While Safe Hands certainly does not represent the standards of the industry as a whole, we know that, intentionally or not, other firms have put their customers’ money and funeral plans at risk by not seeking approval ahead of the regulations. For reasons I hope Dignity understands, I am cautious about enthusiastically throwing my support behind any company in the currently unregulated pre-paid sector at the moment, but I would like to thank Dignity for proactively reaching out and sharing some information with me ahead of this debate. I would also like to thank the all-party parliamentary group for funerals and bereavement and its chair, the right hon. Member for South Holland and The Deepings (Sir John Hayes). I know that it continues to engage with the Treasury on this matter to try to ensure that dignity is maintained. I also want to thank the hon. Member for Glenrothes (Peter Grant), who organised the cross-party letter to the Secretary of State for Business, Energy and Industrial Strategy last month. This provided a co-ordinated display of the feelings held by constituents.
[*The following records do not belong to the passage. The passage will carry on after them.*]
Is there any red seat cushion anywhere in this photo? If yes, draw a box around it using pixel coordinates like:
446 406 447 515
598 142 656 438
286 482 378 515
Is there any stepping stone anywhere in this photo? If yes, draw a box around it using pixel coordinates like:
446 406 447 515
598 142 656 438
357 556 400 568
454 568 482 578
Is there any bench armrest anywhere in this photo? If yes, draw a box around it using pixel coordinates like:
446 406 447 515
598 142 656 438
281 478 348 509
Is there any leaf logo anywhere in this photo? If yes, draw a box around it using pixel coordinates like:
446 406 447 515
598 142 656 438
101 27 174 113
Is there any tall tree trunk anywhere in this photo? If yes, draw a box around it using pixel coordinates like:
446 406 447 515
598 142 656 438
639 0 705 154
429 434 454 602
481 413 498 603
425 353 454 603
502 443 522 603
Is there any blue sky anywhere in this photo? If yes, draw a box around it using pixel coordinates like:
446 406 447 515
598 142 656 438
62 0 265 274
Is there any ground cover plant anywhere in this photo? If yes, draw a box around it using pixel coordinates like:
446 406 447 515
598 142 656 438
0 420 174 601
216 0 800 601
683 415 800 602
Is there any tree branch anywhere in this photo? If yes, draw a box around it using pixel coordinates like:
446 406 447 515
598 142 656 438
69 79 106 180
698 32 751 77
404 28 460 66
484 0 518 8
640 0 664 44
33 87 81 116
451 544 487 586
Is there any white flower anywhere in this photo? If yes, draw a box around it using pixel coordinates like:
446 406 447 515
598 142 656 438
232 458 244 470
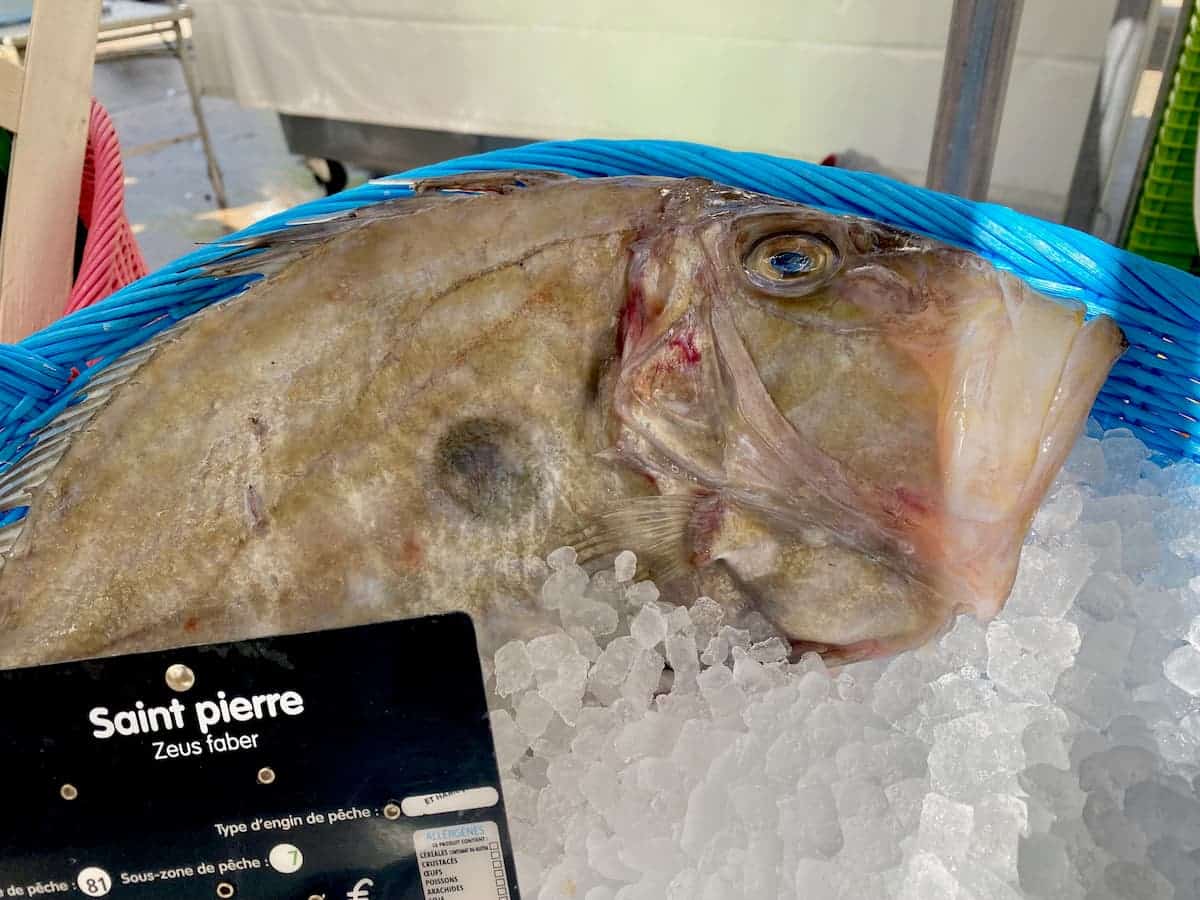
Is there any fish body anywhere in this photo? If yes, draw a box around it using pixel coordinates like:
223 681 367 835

I hope the Minister will be in a position to provide the assurances that Safe Hands and its administrators have been unable to provide, and I urge him and his colleagues in the Treasury and across Whitehall to find a way to ensure that these people who have lost hard-earned money do not miss out on a dignified goodbye when that time sadly comes, for the sake of Mr Hughes and the 46,000 others like him, their families and friends and the people who love them most in the world.